Skip to content

Protocol Reference

The wire protocol URLab's step server speaks: the handshake, the step / reset loop, the runtime mutators, and recording / replay. This is the authoritative op and error catalogue, enumerated from the dispatcher source.

Most users never touch the wire directly; the Python client wraps every op. Reach for this page when you write your own client, debug a frame, or need the exact error codes.

Transports

The same wire shape rides two transports:

Transport Channels Use
ZMQ REQ/REP tcp:5559 (RPC), PUB tcp:5555 (state), PUB tcp:5558+ (per camera) Default. Cross-host.
SHM req.shm / rep.shm (RPC), state.shm, cam_<prefix>_<name>.shm Same-host, lower jitter. Falls back to ZMQ for the handshake and oversize ops.

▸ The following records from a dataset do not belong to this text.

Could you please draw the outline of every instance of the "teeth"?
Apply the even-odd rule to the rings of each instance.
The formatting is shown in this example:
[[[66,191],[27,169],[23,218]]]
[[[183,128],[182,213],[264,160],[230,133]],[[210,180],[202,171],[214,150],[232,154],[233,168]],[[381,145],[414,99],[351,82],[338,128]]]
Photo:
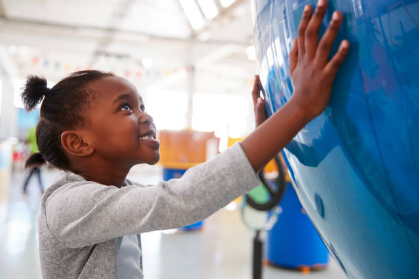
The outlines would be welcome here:
[[[142,137],[138,137],[140,140],[152,140],[154,139],[154,137],[153,137],[152,135],[143,135]]]

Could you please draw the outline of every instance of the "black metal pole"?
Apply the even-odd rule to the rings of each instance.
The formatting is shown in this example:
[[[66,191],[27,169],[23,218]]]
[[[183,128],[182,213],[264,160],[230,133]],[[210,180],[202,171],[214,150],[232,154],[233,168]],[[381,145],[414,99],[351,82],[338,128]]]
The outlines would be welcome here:
[[[257,230],[253,239],[253,279],[262,279],[263,249],[263,242],[260,239],[260,230]]]

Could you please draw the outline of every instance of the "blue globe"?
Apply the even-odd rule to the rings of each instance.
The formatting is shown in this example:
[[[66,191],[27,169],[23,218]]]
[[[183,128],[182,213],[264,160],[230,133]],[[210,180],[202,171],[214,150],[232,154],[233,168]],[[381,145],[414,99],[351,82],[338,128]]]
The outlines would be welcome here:
[[[257,57],[273,114],[292,95],[289,57],[314,1],[254,0]],[[351,49],[326,110],[283,155],[305,211],[349,278],[419,278],[419,0],[331,0]],[[418,70],[418,72],[416,72]]]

SHM files live under <ProjectSavedDir>/URLabShm/<session_id>/. The absolute directory comes from the handshake's shm_session_dir.

Wire encoding

Frames are msgpack by default. The server encodes from an internal JSON-object tree; the Python client decodes with the C-extension msgpack package. Binary blobs (the compiled model, camera frames, asset bytes) ship as msgpack bin.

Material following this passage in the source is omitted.